I hope that the Government will take the proposals away and think again. We know that they will think again, because their Front Benchers have promised that other amendments will be necessary to try to make sense of the inadequate amendments before us. I repeat what was said in an earlier exchange: it is quite wrong that something so important and fundamental to our democracy—issues relating to the participation rights of a wide range of British people—should be handled in such a way, at the last minute, without proper time for consideration of the amendments, without a further attempt to create consensus across the Chamber, and without proper discussion of the final amendments, which needs to take place.

5 Comments

  1. Neil Craig
    July 14, 2009

    Purely theoretical & off the main point but I think there is a fair case for people who don’t pay taxes, or are in receipt of more money from the state than they pay not voting (some of whom like windfarm owners, quangoists & farmers are well off).

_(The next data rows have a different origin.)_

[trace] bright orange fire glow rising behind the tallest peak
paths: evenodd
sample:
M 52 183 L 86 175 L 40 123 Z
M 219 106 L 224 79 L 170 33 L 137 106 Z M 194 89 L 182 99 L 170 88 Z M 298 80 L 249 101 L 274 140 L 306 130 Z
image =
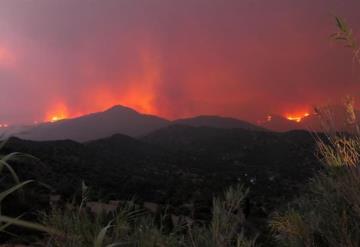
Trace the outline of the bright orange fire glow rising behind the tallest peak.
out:
M 124 105 L 146 114 L 158 114 L 155 96 L 156 88 L 161 82 L 161 66 L 151 49 L 139 48 L 140 61 L 143 66 L 140 73 L 131 74 L 124 84 L 93 83 L 91 88 L 78 97 L 83 101 L 80 107 L 67 104 L 66 98 L 58 96 L 49 105 L 44 116 L 45 122 L 57 122 L 66 118 L 75 118 L 109 109 L 114 105 Z M 84 74 L 91 76 L 91 66 L 84 66 Z M 91 78 L 89 79 L 91 80 Z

As Mencken said when the government robs Peter to pay Paul they are assured Paul’s vote – if he has one.

    I grant there is no real chance of that happening in the foreseable future.

    1. Denis Cooper
      July 14, 2009

      The practice of giving every adult citizen an equal vote certainly has its disadvantages, but it has the overwhelming advantage that it reduces the need for periodic violent revolutions – which was in fact one of the main reasons why the franchise was gradually extended. However the ruling class has found ways to neutralise the unwelcome effects of universal suffrage, of which the most notable is to persuade Parliament to delegate more and more of its law-making powers to external bodies which are less answerable to the voters. Mainly the EU, of course, but also the UN. Hence parliamentary democracy has now been largely supplanted by a new system of government, “internal government by international treaty”, which I guess could eventually end in the violent revolution we previously avoided.

      1. Neil Craig
        July 14, 2009

        A beautifully cynical & lergely true answer Denis. Where, apart from having a revolution, my proposal scores is that governmental structure tends to incentivise competent government (I will put it no stronger than that & indeed perfection in human affairs not being available that is probably the best we can do). The EU on the other hand, irrespective of merits of individuals, incentivises bureaucracy, indecision & parasitic government.

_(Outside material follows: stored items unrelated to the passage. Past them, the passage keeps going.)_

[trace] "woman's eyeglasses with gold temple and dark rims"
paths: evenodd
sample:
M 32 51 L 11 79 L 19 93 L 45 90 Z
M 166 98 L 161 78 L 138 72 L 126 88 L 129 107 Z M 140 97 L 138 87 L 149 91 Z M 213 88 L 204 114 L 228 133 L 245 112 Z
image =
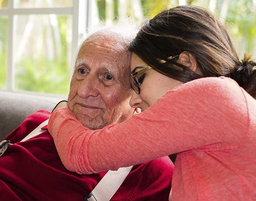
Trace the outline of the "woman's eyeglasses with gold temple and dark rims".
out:
M 171 57 L 168 57 L 167 59 L 170 60 L 170 59 L 173 59 L 173 58 L 176 58 L 176 57 L 179 57 L 179 55 L 171 56 Z M 167 60 L 163 60 L 162 59 L 162 60 L 159 61 L 160 64 L 164 64 L 165 62 L 167 62 Z M 146 72 L 149 69 L 152 69 L 152 67 L 151 66 L 147 66 L 147 67 L 145 67 L 145 68 L 143 68 L 141 70 L 138 70 L 137 72 L 134 72 L 134 73 L 130 74 L 130 76 L 129 76 L 129 81 L 130 81 L 130 84 L 131 84 L 131 88 L 137 94 L 140 93 L 141 87 L 140 87 L 138 79 L 135 76 L 138 76 L 139 74 L 141 74 L 143 72 Z

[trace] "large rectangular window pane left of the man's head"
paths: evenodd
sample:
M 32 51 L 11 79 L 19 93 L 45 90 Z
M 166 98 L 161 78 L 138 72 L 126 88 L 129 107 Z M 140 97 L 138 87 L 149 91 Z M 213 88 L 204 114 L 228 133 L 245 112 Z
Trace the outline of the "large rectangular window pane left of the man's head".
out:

        A thought I have had is that we should let people sell their votes. Not the single votes but the right to vote in the seller’s name for a specific period or even for life. It would be much cheaper than buying votes by locating projects in marginal constituencies, would keep the sellers happy & I have no problem with somebody so lacking in social responsibility not having a say in government. It would even improve turnout since nobody who had either spent money on a vote or deliberately foregone a several hundred pound bribe wouldn’t vote.

        1. Denis Cooper
          July 15, 2009

          That’s one reason for the secret ballot – so that anybody who paid an elector to vote for a certain candidate would have no way of checking whether they’d actually done so. But what you’re suggesting would be more like plutocracy than democracy.

  2. Arden Forester
    July 14, 2009

    “It is a pity that the Government wish to rush through what could turn out to be a bungled and unsatisfactory piece of legislation.”

    Well said. This, however, is not the first. The history of New Labour appears to be a subject in its own right. One of bungling, rushing to judgement, pontification, dissembling, mockery, anti-English gerrymandering, malfeasance, corruption, coercion, vulgarity, incompetence, control freakery, meddling, and just downright awfulness.

    Thomas Beckett was described as a turbulent priest. This lot is one turbo-charged turbulent government!